Маша укоризненно посмотрела на нее, но ничего не сказала.
– Ну иди же! – еще раз, уже резче, сказал Валера, – скажи там, что я сейчас.
Фыркнув насмешливо, Вика все-таки пошла к выходу. Задача была выполнена.
– Так может, все-таки поедем, – продолжал Валера уговаривать, – правда, будет весело, я обещаю.
– Нет, мне не до веселья сегодня что-то. И потом, я устала. – Маше этот спортсмен был вовсе не интересен, и она совершенно не хотела произвести на него впечатление, но все равно производила, она это видела. Никакой, даже маленькой радости не было в ней по этому поводу, она и вправду устала, да к тому же из всех мужчин на свете ее интересовал сейчас только один, она о нем все время думала, и он-то как раз и поджидал ее с той стороны дверей, целуясь с Тоней.
– А телефончик? – развязно сказал Бармин, – можно ваш записать?
– Зачем? – с грубоватой прямотой спросила Маша.
– Ну-у-у, зачем, зачем… Затем!.. логично ответил Валера.
– Зачем? – еще раз спросила Маша с интонацией «отстань». Валера понял. Но проигрывать он не привык и поэтому спросил:
– Ну, а на спектакль-то хоть пригласите?
– На спектакль приглашу… Через Вику. До свидания.
И Маша вышла. Бармин за ней. С выходом Вики Кока получил условный знак, поэтому самозабвенно целовал Тоню уже минуты три, столько, сколько Машу задерживал в проходной Валера. Как только Маша вышла, она сразу увидела Коку, a Toт, оторвавшись от Тони, стал пить шампанское из горлышка, потом опять прильнул к Тоне, отставив руку с бутылкой далеко в сторону. И тут вся развеселая компания, науськанная Тихомировым, вывалилась из машин во всем своем великолепии и пошла – с хохотом, шампанским в руках и прибаутками – в их сторону, чтобы поторопить Коку с Тоней и Валерку с Викой. Маша должна была увидеть всю картину в объеме и пройти сквозь строй веселящейся молодежи.

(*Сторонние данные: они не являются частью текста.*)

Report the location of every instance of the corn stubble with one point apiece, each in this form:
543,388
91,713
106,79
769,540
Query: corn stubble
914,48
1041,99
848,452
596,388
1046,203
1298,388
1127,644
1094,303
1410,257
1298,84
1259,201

Она и пошла посреди этого шабаша, посреди карнавала, прибитая и оскорбленная, как Кабирия в финале Феллиниевского фильма. Только, в отличие от Кабирии, ей не дали возможности светло и прощально улыбнуться. Ее стали наперебой звать с собой, она отказывалась, ей предлагали выпить шампанского, она только растерянно качала головой. Когда звали с собой, Кока тоже подключился к уговорам, заведомо зная, что она откажется, и зная, что ей будет больно, когда он в обнимку с Тоней будет весело говорить ей: «Ну, поехали, что вы! Повеселимся!» – мол, между нами теперь ничего нет и не предвидится, так что – будем товарищами. Да еще Бармин не преминул взять мелкий, пакостный, но все же реванш, когда сказал вдруг: «А чего вы ее зовете? У нас ведь и так на коленях все сидят. Ни одного места в машинах».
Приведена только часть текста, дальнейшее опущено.